Dora Lúcia de Lima Bertulio, 75, foi uma das poucas estudantes negras da UFPR (Universidade Federal do Paraná) no fim da década de 1960. Ela entrou no curso de direito em 1968, ano do AI-5, o ato institucional que aprofundou a repressão do regime militar no Brasil.
“A questão racial ficou muito perdida naquele contexto da ditadura. Mesmo assim, independentemente de falar ou não falar sobre o tema, você é negra e está ali naquele espaço universitário em que é rejeitada”, diz.
Mais de 30 anos depois, já na cadeira de procuradora-chefe da mesma universidade, Dora iniciou a tarefa de dar respaldo jurídico a um sistema de cotas raciais para entrada de novos estudantes na instituição.
Era apenas a segunda universidade federal do país a adotar as cotas para negros, logo após a UnB (Universidade de Brasília), e a discussão sobre o tema era ferrenha.
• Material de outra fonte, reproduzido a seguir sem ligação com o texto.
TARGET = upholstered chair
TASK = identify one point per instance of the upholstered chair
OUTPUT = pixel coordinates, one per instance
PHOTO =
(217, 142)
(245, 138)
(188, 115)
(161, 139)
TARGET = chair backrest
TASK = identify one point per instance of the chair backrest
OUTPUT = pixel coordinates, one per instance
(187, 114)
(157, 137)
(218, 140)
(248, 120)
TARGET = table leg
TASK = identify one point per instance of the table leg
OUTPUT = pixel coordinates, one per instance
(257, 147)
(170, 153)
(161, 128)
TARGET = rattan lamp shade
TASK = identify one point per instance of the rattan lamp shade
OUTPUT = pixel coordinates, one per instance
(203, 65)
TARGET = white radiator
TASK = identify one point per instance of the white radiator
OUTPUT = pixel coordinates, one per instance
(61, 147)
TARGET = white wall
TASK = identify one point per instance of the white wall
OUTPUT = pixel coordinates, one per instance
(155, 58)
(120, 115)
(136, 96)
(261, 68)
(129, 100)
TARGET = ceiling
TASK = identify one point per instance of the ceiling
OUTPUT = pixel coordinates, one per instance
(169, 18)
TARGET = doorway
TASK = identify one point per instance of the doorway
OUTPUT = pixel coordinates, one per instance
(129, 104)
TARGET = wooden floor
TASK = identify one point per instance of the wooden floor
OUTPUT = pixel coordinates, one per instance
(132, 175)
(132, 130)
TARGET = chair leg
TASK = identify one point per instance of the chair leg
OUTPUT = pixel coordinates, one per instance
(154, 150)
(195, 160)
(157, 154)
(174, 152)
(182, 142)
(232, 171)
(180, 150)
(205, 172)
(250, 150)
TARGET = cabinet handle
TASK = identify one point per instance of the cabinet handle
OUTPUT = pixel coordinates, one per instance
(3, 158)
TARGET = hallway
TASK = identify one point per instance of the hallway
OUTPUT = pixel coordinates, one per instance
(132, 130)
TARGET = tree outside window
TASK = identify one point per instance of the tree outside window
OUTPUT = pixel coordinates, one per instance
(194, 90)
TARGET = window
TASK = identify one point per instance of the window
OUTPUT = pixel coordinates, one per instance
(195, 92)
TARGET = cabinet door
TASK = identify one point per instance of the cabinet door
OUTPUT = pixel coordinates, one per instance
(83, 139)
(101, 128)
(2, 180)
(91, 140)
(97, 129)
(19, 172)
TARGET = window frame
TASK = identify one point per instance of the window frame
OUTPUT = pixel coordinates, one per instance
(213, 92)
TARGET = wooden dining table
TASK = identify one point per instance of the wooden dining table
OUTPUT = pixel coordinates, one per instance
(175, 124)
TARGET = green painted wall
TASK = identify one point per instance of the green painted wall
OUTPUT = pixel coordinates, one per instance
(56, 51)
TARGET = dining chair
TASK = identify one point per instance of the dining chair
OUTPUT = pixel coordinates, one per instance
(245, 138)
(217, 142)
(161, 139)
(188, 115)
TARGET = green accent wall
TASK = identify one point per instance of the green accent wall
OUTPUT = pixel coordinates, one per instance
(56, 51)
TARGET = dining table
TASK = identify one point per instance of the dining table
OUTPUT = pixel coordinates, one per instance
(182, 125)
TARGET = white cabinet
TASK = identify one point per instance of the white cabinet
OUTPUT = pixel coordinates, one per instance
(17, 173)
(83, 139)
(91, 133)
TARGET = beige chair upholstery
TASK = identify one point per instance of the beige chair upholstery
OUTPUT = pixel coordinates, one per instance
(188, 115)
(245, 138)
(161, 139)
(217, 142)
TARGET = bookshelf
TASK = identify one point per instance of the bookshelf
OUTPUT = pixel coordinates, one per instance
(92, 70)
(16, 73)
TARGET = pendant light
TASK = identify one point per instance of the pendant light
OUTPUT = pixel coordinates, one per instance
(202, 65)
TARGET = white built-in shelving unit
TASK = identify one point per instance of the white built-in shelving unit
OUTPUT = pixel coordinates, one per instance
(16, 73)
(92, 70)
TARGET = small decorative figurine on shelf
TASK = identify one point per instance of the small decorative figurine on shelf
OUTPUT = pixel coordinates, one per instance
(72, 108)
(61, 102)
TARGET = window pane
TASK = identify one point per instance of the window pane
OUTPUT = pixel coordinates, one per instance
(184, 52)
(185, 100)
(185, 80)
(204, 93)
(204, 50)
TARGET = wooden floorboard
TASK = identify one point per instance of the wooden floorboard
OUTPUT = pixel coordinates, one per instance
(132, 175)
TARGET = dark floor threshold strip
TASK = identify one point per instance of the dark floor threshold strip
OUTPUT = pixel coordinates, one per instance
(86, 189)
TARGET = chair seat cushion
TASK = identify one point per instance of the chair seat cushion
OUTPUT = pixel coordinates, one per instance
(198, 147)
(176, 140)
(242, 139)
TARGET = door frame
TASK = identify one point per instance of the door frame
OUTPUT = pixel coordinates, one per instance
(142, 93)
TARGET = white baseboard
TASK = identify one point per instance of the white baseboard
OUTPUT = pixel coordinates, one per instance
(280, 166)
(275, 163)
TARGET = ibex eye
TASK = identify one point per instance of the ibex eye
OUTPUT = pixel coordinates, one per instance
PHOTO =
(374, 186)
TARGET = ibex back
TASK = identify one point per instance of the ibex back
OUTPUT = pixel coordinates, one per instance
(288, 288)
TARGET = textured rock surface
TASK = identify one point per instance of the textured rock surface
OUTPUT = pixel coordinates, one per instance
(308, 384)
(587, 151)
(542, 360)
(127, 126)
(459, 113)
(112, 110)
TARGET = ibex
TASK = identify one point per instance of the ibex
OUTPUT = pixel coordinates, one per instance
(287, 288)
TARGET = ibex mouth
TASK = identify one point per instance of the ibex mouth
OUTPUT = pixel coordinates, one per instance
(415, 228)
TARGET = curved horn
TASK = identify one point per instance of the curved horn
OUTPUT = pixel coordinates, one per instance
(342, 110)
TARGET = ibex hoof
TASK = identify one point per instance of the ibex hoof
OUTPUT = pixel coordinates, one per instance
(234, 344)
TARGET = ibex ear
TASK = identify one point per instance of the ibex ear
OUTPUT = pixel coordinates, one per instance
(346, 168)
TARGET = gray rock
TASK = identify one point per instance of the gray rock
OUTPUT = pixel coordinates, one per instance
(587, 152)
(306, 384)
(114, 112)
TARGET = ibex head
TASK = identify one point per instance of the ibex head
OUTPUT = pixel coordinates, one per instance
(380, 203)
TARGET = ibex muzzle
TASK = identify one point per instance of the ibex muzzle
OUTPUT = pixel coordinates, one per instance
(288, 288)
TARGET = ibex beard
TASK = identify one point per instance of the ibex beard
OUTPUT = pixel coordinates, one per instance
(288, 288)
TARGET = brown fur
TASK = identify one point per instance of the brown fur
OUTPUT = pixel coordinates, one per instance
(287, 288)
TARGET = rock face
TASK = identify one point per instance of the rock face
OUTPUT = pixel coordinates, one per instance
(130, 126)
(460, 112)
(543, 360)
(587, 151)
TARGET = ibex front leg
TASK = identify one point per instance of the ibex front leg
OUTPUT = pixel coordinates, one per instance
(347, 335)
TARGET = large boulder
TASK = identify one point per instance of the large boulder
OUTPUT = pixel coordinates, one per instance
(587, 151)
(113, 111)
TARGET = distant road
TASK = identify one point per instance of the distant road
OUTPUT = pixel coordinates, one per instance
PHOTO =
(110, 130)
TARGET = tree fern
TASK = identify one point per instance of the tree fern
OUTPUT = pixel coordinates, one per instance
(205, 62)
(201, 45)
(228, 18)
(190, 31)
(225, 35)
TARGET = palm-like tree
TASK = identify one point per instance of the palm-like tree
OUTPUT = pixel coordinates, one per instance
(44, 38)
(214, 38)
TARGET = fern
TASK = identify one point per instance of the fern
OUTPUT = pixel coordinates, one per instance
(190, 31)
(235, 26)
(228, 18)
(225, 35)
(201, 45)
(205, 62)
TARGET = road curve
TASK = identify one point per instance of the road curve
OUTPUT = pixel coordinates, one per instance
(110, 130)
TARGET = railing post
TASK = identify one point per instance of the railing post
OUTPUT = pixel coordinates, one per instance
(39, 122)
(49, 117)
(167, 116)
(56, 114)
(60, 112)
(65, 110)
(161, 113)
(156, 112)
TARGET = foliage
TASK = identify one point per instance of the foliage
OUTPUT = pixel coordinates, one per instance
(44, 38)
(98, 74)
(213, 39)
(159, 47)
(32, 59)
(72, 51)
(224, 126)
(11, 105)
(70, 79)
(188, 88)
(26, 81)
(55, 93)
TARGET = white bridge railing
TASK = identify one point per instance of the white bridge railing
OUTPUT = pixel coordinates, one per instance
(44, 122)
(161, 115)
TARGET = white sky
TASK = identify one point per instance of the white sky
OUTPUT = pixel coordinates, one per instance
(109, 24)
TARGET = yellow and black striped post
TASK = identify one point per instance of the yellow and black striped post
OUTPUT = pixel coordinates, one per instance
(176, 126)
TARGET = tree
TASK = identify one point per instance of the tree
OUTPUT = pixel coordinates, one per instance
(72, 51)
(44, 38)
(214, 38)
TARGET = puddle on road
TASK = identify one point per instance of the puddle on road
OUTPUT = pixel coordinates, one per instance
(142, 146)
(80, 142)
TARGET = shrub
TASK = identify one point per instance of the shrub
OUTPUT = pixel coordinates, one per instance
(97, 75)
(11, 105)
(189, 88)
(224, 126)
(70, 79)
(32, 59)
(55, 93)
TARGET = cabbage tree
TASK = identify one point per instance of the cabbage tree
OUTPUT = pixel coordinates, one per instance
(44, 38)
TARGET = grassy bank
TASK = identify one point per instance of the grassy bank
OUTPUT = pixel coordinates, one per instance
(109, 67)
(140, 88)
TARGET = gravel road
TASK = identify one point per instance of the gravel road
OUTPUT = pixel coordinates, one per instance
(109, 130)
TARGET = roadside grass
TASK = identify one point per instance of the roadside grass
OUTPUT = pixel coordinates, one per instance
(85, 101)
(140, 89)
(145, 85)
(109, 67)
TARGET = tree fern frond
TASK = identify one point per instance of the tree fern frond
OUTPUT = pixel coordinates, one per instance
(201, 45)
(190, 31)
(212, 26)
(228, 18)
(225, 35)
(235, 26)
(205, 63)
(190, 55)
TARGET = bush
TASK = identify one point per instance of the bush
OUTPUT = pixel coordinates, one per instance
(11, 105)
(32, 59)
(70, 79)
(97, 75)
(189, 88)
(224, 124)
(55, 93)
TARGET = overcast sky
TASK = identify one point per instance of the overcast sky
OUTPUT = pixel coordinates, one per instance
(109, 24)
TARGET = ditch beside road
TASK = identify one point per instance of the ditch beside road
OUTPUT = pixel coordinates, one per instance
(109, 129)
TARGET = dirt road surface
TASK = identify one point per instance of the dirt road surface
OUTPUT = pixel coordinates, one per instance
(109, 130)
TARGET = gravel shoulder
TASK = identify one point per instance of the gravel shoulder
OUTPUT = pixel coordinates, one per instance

“Quando você vai discutir cotas raciais e diz que a nossa negritude vale, você choca a sociedade, e aqui em Curitiba foi uma loucura. A resolução sobre as cotas raciais na UFPR foi aprovada em 2004, mas a briga processual continuou por anos. A primeira batalha foi contra o próprio Ministério Público, que impugnou o edital”, lembra.
Para ela, que viu de perto a chegada de mais estudantes negros à UFPR, a implementação da política foi “a maior revolução que o país já teve” quando se fala de relações raciais e de cidadania.
“A minha percepção empírica é a de que foi a maior revolução cultural que este país já teve, que nem na abolição nós tivemos. Foi quando pela primeira vez os brancos passaram a discutir sobre relações raciais, sobre racismo. Os brancos passaram a fazer parte da discussão. Até então, eu fazia conferências em que o público era praticamente só de negros”, afirma.
Única mulher ao lado de cinco irmãos homens, Dora Lúcia nasceu em Itajaí, em Santa Catarina, e se mudou para Curitiba na esteira do golpe militar de 1964. Seu pai, operário na construção civil e presidente de sindicato ligado à área, foi preso dias após o início da ditadura.
“Ele sempre foi muito ativo na área do trabalhador, era comunista, filiado ao partido. Quando meu pai foi preso, quebrou toda a estrutura familiar. A mãe era do lar, trabalhadora doméstica. De repente, a gente não sabia onde ele estava. Foi um desespero”, conta.
Em um primeiro momento, a prisão durou três meses. Quando ele voltou para casa, a família resolveu deixar Itajaí. “Não tinha condições de ficar por conta da rejeição da cidade. Era um negro comunista, imagina isso.”
Quando Dora chegou a Curitiba, ela cursava o ensino médio e já sabia que queria fazer faculdade de direito.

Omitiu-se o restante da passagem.